# Water sitting on top of puck at end of the shot



## Sam_d (Feb 8, 2019)

So I'm running in to this problem after I have finished pulling my shot and the solenoid valve has activated I'm left with an amount of water still left on top of the puck that I need to pour out in to the drip try. There's probably only a few ml. The solenoid valve is working as it is dumping water doing in to the drip try. I was wondering if this is normal or not, if the solenoid valve is not working 100% or something

Any help and advice is most appreciated thanks


----------



## Inspector (Feb 23, 2017)

What machine do you have? I have gaggia classic and mine is doing the same. Not to worry i think.


----------



## Sam_d (Feb 8, 2019)

So I forgot to say it a 2015 (pre 15 model) with aluminium boiler and solenoid valve

I have only had the Machine a couple of months and it never used to happen but now it seems to happen like 99% of the time


----------



## jj-x-ray (Dec 31, 2017)

Happens to me all the time on my 2006 classic. Puck is solid there's just excess water on top.

Not as issue unless it's affecting taste or consistency of results......

A soupy puck might be more indicative of an issue


----------



## Inspector (Feb 23, 2017)

same here.
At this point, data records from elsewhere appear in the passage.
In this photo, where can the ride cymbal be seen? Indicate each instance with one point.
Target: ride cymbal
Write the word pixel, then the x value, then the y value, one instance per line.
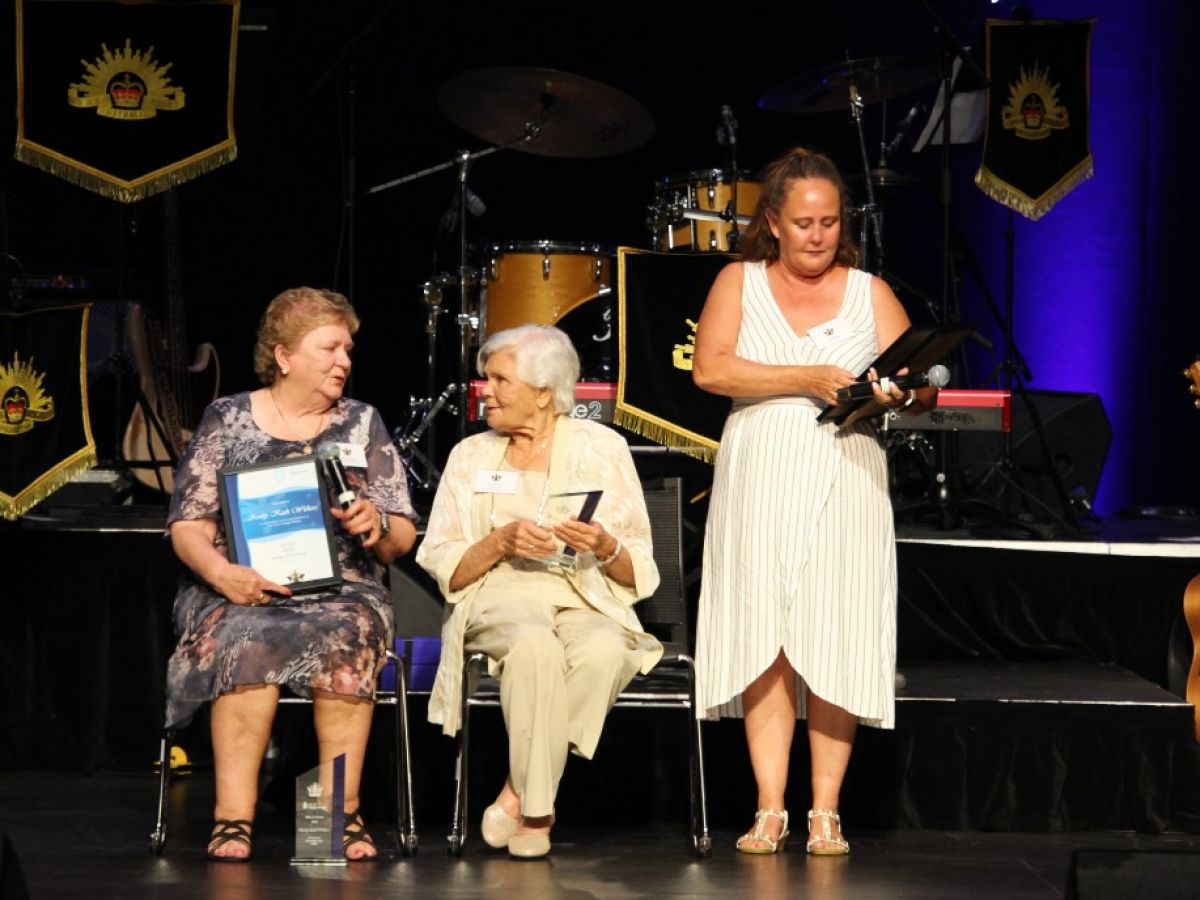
pixel 826 89
pixel 568 115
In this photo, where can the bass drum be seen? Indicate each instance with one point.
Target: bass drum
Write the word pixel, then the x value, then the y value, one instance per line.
pixel 693 211
pixel 555 283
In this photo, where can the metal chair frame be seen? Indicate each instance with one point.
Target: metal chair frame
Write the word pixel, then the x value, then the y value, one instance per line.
pixel 670 685
pixel 397 699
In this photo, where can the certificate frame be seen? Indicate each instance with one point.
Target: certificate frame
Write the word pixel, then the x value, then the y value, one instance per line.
pixel 277 522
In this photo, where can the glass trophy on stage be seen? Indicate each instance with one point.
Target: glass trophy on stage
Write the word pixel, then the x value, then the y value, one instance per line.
pixel 321 815
pixel 559 508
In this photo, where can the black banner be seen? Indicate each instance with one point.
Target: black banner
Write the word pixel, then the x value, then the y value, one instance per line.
pixel 660 299
pixel 1036 143
pixel 45 431
pixel 126 99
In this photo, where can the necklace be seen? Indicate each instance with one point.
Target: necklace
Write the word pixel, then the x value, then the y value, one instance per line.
pixel 292 429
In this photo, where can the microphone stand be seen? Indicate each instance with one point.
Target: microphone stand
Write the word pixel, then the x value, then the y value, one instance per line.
pixel 468 313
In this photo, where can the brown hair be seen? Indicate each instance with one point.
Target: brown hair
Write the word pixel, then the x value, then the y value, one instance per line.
pixel 759 243
pixel 293 315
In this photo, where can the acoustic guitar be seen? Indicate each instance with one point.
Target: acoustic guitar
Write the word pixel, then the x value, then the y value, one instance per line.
pixel 175 391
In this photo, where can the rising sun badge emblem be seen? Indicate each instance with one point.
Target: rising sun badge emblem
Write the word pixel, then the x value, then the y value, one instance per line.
pixel 127 84
pixel 1033 109
pixel 22 396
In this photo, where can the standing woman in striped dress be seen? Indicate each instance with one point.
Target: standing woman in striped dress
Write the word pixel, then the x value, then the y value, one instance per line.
pixel 797 609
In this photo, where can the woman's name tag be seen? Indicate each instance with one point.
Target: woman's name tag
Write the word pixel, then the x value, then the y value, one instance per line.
pixel 829 333
pixel 496 481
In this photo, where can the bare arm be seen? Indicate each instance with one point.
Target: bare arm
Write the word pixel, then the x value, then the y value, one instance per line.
pixel 717 367
pixel 192 541
pixel 891 322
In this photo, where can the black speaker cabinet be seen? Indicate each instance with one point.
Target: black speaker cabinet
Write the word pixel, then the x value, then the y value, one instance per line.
pixel 1125 874
pixel 1077 433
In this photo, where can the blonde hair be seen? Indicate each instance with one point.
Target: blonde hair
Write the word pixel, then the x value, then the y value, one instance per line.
pixel 293 315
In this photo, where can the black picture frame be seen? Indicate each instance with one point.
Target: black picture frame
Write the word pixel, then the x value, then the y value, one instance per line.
pixel 916 349
pixel 277 522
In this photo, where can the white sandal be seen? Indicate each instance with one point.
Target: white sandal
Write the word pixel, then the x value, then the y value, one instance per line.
pixel 825 835
pixel 760 833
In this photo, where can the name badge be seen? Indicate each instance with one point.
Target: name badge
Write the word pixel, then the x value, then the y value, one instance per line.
pixel 496 483
pixel 353 455
pixel 829 333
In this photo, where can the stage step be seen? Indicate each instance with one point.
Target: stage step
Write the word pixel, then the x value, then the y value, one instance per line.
pixel 1043 747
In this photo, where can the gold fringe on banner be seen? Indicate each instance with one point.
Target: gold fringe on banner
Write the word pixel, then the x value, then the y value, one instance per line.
pixel 1029 207
pixel 115 189
pixel 15 507
pixel 661 432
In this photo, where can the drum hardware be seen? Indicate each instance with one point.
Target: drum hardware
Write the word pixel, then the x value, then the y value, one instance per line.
pixel 727 136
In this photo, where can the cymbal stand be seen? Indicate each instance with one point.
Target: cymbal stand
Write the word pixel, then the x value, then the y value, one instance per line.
pixel 727 136
pixel 468 316
pixel 871 227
Puck is all fine, just excess water on top. But it is happening if i use 15gr coffee on a vst15. If i grind a bit coarser and use 16gr of coffee, it doesnt happen. i think solenoid valve is not that strong to suck all the water back. when i back flush, i still have some water left in the blank basket about 2ml. not to worry i think.


----------



## Sam_d (Feb 8, 2019)

Inspector said:


> same here. Puck is all fine, just excess water on top. But it is happening if i use 15gr coffee on a vst15. If i grind a bit coarser and use 16gr of coffee, it doesnt happen. i think solenoid valve is not that strong to suck all the water back. when i back flush, i still have some water left in the blank basket about 2ml. not to worry i think.


Yeh that's pretty much the same as what's happening with me if the grind size and dose are changed it goes away but I get nasty tasting coffee. And backflushing leaves water in the blanking basket.

Not sure weather buying a new solanoid valve would help out as it gets annoying having to empty water out the portafilter before knocking out the puck.

If I do try this I will update and let anyone whos got the same problem weather or not a new solanoid valve sorted it out


----------



## jimbojohn55 (Jan 15, 2016)

oily beans


----------



## Sam_d (Feb 8, 2019)

jimbojohn55 said:


> oily beans


Don't think it's down to oily beens as it happened with and with out oily beans dude


----------



## Sam_d (Feb 8, 2019)

On second thought I will probably leave the solenoid valve alone as there well expensive I only paid £90 for my classic and a new solanoid valve can cost from £40 - £70


----------



## RamonyCajal (Mar 20, 2019)

I have the same "problem". But seeing that so many experience the same I suppose there is nothing to worry about


----------



## Pants001 (Mar 13, 2019)

I get soupy puck if i grind too fine. The brew goes very slowly and im left with water on top of the puck when finished.

When dialled in, my puck is more solid / dry and taps out real easy.


----------



## ajohn (Sep 23, 2017)

Sounds like some combination of a low fill and or fine grinding to me.. Rather small changes to the dose can cause or prevent it from happening.

John

-


----------



## Pants001 (Mar 13, 2019)

I tend to agree with ajohn here,

Low fill and fine grinding.......i'm currently on some new beans which are darker and oilier than i'm used to and with same time grinding i'm getting less coffee in the porter filter.

However, the shot tastes awesome and the puck is bit watery on top and comes out a little sloppier but unlikely to change anything at this point as the shot is really good.

(So could just be the beans your using, don't stress. Go by taste and not what you think should be happening for someone else)


----------



## Agentb (Feb 11, 2017)

I find this normal in a 19.5g in a 20g basket, and if especially i tamp harder than normal.

If i used say 19g it would be more.

If i remove the PF and just look at it for a few seconds, rolling the moisture around it slowly gets absorbed into the puck.

If i start steaming before i knock the puck out - it certainly is gone.

If it tastes good it is good sign! :good:


----------



## Bullit (Mar 7, 2019)

Used to get quite a lot of sloppy pucks with my Gaggia but since changing my grinder i'm getting nice solid pucks and fantastic tasting coffee! 16g in the basket and just a light tamp ☺


----------



## Pants001 (Mar 13, 2019)

Bullit said:


> and just a light tamp ☺


 Thats a good point also. Im a hard tamper


----------



## JojoS (Oct 1, 2014)

Try a plain water backflush before pulling a shot and observe if the situation is the same. If it improves, it's time for detergent backflush preferably with the shower screen and plate holder removed.


----------



## Jumbo Ratty (Jan 12, 2015)

Sounds like you're under dosing the basket to me.

The tamped puck will swell during brewing , and it's obviously got some headroom left afterwards, hence the water on top.

If you put in just the right amount the puck would swell and "kiss" the shower screen at the end of the shot and leave a dry puck


----------



## mharris (Feb 5, 2019)

Could be worse. This is pretty much unavoidable on the 2015 model due to the constantly dripping head. Doesn't seem to affect the quality of the coffee though.


----------